If we keep all shims as they were, it’s not a difficult job.
 
Rick,
I removed the shift cover but I can't tell what type of material the sleeve is. It looks like I have water in the drive oil. I posted three video links. One shows the sliding sleeve, one shows the shift mechanism (not sure if there is any damage on the metal housing in the video and the last shows the shift mechanism being actuated and I believe the seal there may be the area where the water is coming in. I picked up a seal for the shift mechanism today after seeing the condition of it. Can you tell me if the shoe looks ok as well as the rest of the mechanism?

https://www.youtube.com/watch?v=59kINVBRz4I

https://www.youtube.com/watch?v=vWxlH8vCe0Y

https://www.youtube.com/watch?v=KGg4Y9KRF9A
 
Rick is the expert, but yes, it looks like water in oil in the drive. I also don't remember seeing that kind of scoring on my dog when I pulled it out last. And in the 3rd video where you are "shifting" , it looks like your sealing ring is messed up. Seems loose and looks like it's lifting. It's probably torn, and that's probably where your water is coming in. We'll see what Dr. Rick says.

I'd also get fresh O-rings for your top dipstick, top fill hole, and your bottom drain plug.
 
Last edited:
When you say dog are you referring to the shift shoe? I thought the scoring was odd as well. I am going to replace the seal tomorrow morning. I am hoping that's where the water came in. I will wait for Rick to take a look at the videos and give me his take on it. I really appreciate all of the assistance.
 
Correct...... there is no shift dog!
The part that raises and lowers the sliding sleeve is a “shift shoe”.
The shift shoe is operated by the eccentric piston.
By the way, your eccentric piston seal should be replaced.
NOTE; this seal is directional!

From what I see in the first video, you have the special coated steel sliding sleeve. These cannot be lapped!
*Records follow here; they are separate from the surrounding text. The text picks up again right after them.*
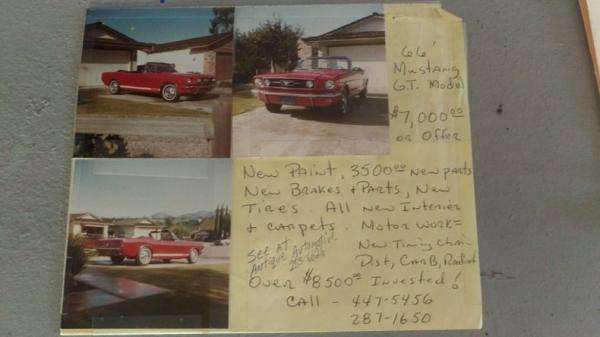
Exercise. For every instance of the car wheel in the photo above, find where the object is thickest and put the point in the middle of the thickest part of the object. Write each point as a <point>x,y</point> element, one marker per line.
<point>144,256</point>
<point>363,93</point>
<point>117,259</point>
<point>193,257</point>
<point>114,87</point>
<point>275,108</point>
<point>341,108</point>
<point>169,92</point>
Bad news is, this sleeve is part of a gear set!$$$$$

I would take the transmission completely apart, remove the sliding sleeve and inspect the tiny little grooves and inspect the gear cups!

Try using a synthetic gear oil this time.


.
 
Rick,
So short of either getting a replacement transmission or rebuilding this one am I pretty much toast? If I get a replacement transmission is there one that I need to look for over another? By this I meanis the 1.95 gear ratio determined by the transmission or the intermediate, lower unit. Do you think that by replacing the seals and getting the water intrusion problem rectified I will be ok to use the drive after new oil?
 
With exception to the Diesel engine “E” drive, all transmissions are of the same reduction. The overall or final reduction “differences” (I.E., 2.30:1, 1.95:1 or 1.78:1) occur within the lower gear set.
In other words, the final drive reduction is a combination of the transmission reduction and the lower gear unit reduction!!!

For a Diesel engine (more torque), if a final drive reduction of 2.30:1 was needed, the E transmission could be used with the DP 1.95:1 gear set, giving you a final reduction of 2.30:1.
(the 2.30:1 gear set is not stout!)

point being....... if your transmission is an E, you will want to replace it with an E!

I would still pull apart and inspect the sleeve’s oiling grooves.
Using a fine pointed instrument, pick any metallic debris out of the groves.
 
Last edited:
Rick,
Am I correct in my thinking that I can pull the transmission without the entire drive? What needs to be removed besides the u joint bellows?
 
Yes...... we always remove the transmission by itself and/or first.
It is always reinstalled by itself and last!

Please get yourself an OEM workshop manual!